Japan's Government Pension Investment Fund reported a 3.42% gain for the GPIF's fiscal second quarter ended Sept. 30, lifting the value of its investment portfolio to ¥165.6 trillion ($1.46 trillion).
Norihiro Takahashi, GPIF's president, in comments posted on the pension giant's website, attributed those solid results to strong gains for U.S. and Japanese stocks during the quarter, driven by continued robust economic data and corporate earnings.
Foreign and domestic stocks accounted for ¥2.9 trillion and ¥2.4 trillion, respectively — or a combined ¥5.3 trillion — of the fund's ¥5.4 trillion in investment gains for the quarter.
Elsewhere, the fund's ¥441 billion in gains on its foreign bond holdings just more than offset ¥337 billion of losses on its holdings of Japanese government bonds — reflecting an incipient rebound in the country's rock-bottom yields to 13 basis points at the end of September from three basis points at the close of the previous quarter.
Mr. Takahashi in his comments Nov. 2 also cited the yen's decline in global currency markets — as the latest U.S. rate hike expanded the interest rate differential between the U.S. and Japan — as a factor boosting the value, in yen terms, of the GPIF's more than 40% allocation to overseas stocks and bonds.
The fund's allocations to foreign and domestic stocks alike eclipsed its allocation to domestic bonds for the first time.
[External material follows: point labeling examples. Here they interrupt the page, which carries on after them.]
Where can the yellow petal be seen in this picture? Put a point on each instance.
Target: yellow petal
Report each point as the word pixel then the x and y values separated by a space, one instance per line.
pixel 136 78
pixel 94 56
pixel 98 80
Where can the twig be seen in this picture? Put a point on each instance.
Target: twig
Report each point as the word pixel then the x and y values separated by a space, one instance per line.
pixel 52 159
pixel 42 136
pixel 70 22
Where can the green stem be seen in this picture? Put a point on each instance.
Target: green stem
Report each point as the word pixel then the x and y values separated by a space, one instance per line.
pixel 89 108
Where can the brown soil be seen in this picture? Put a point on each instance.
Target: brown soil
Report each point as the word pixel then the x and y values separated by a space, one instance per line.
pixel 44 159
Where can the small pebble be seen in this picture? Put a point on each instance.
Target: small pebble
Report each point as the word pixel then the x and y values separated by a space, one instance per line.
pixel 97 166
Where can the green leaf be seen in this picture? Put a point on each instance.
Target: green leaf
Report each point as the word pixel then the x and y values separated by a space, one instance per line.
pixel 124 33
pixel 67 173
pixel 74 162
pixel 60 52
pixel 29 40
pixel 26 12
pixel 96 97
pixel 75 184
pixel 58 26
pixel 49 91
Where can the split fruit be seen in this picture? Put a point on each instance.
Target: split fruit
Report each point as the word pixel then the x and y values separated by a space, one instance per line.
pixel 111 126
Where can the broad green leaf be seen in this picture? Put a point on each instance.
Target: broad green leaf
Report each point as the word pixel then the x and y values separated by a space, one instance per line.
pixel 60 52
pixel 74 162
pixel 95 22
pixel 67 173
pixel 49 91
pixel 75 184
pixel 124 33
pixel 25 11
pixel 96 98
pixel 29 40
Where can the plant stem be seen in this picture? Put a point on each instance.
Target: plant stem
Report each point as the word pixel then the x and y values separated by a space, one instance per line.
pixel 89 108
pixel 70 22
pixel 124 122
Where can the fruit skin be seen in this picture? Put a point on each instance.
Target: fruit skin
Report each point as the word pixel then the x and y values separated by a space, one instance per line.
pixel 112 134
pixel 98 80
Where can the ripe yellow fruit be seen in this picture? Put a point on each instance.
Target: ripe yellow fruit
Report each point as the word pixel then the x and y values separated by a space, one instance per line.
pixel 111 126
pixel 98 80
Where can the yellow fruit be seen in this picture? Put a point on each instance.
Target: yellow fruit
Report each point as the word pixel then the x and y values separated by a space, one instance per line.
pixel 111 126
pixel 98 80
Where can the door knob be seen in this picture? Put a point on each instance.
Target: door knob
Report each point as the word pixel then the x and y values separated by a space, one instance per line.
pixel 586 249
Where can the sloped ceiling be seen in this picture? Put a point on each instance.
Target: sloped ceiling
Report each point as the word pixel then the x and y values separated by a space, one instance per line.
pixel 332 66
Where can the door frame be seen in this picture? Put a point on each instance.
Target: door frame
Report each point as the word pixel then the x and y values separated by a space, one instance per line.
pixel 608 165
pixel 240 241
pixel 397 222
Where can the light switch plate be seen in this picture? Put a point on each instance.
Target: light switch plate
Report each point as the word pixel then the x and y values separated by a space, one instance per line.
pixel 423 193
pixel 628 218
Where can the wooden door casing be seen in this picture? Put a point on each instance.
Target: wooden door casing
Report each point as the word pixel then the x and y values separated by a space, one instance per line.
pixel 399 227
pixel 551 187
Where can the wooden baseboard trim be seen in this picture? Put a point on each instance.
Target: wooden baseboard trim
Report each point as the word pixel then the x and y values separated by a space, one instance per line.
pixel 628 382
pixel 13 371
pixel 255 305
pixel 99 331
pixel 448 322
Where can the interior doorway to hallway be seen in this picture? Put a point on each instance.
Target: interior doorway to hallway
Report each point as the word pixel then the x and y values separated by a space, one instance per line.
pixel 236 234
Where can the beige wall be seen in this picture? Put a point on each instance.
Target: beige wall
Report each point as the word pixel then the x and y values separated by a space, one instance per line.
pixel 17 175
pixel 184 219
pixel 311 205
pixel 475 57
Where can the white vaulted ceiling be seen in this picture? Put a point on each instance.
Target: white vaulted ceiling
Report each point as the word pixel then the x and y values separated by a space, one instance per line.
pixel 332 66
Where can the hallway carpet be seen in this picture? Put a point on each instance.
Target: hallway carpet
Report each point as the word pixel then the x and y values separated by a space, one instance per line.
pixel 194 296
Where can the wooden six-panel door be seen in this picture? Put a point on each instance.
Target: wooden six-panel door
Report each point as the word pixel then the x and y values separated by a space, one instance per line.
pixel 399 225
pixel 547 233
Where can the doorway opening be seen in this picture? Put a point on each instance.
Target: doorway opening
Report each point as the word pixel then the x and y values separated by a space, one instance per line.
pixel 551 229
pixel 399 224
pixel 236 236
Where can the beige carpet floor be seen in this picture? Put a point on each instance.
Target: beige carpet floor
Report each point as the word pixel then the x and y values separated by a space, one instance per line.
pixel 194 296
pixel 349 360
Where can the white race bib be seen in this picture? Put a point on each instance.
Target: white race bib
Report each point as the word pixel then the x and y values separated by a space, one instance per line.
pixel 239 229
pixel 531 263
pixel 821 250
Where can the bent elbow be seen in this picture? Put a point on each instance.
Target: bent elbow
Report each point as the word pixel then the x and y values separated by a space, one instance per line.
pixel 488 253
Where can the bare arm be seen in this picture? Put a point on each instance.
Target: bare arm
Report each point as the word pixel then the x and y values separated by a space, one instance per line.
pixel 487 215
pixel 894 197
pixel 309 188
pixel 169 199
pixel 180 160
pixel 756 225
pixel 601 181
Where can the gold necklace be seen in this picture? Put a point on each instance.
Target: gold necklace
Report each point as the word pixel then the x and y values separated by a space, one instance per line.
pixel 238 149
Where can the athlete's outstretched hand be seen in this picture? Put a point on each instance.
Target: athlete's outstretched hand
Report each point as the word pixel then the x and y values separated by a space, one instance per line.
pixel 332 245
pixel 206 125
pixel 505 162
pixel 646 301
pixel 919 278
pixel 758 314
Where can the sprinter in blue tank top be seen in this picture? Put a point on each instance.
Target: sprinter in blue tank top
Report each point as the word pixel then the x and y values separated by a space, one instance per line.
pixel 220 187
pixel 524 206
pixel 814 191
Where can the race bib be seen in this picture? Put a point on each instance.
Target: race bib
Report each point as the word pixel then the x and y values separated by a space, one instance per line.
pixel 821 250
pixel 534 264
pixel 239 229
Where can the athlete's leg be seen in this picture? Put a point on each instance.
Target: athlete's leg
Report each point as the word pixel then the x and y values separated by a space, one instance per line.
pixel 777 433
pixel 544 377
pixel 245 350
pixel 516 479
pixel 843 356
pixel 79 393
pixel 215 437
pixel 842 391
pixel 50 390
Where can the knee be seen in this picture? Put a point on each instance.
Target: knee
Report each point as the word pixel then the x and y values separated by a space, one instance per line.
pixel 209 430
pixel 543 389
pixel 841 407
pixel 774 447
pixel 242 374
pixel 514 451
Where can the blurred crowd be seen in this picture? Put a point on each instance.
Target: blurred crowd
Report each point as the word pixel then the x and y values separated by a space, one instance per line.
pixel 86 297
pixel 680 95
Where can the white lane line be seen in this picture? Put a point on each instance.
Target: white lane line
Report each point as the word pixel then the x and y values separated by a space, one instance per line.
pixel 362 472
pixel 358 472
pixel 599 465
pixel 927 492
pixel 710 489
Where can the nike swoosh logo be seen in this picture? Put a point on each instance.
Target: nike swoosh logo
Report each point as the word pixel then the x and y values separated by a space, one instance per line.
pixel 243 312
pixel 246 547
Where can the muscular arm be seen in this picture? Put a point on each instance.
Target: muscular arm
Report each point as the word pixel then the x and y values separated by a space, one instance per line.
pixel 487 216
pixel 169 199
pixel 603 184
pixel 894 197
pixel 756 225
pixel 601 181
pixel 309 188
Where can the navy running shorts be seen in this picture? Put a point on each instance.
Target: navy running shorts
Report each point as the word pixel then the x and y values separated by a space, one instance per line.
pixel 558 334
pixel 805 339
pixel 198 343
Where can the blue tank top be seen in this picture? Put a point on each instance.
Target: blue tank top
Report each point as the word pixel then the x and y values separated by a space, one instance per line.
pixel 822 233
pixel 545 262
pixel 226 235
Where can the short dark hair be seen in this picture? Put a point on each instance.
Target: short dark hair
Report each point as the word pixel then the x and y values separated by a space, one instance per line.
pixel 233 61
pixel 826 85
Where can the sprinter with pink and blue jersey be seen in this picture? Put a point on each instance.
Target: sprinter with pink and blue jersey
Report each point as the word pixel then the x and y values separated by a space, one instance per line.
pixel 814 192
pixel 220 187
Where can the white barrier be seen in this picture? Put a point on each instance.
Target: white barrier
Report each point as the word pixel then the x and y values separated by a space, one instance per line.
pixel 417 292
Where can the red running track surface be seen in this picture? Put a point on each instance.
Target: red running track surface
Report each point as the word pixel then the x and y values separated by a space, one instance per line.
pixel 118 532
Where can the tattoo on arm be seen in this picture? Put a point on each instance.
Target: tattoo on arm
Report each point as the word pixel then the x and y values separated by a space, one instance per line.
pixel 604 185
GPIF's allocation to domestic bonds at the end of September was 25.26%, lower than its 25.7% weighting in foreign stocks and its 25.65% holdings of domestic stocks.
Three months earlier, while domestic bonds hit a then-historic low of 27.1%, that allocation still nosed out the fund's allocations of 25.6% to domestic stocks and 25.3% to foreign stocks.
GPIF's holdings of foreign bonds, meanwhile, dipped to 14.8% from 15.3% at the end of June.
The pension fund's holdings of short-term instruments appeared to be the primary recipient of the continued reduction in domestic bonds, increasing to 8.6% from 6.7% at the end of the prior quarter.
Recently, GPIF announced a tweak to its policy asset allocation that will allow the fund to lower its bond holdings further.
When GPIF announced its last major asset allocation overhaul in October 2014, the fund set a 35% target for domestic bonds, with room to range within 10 percentage points on either side of that figure.
In late September, however, the fund said it will apply that 25% floor to GPIF's combined holdings of domestic bonds and cash. As of Sept. 30, GPIF reported 25.26% in domestic bonds and 8.58% in cash, or a combined 33.84% weighting.
Meanwhile, the GPIF reported an 18 basis-point weighting in alternatives as of Sept. 30, an incremental increase from the 17 basis-point weighting reported the previous quarter. Under the fund's current operating guidelines, GPIF can allocate 5 percentage points of its portfolio to alternatives such as private equity, real estate and infrastructure.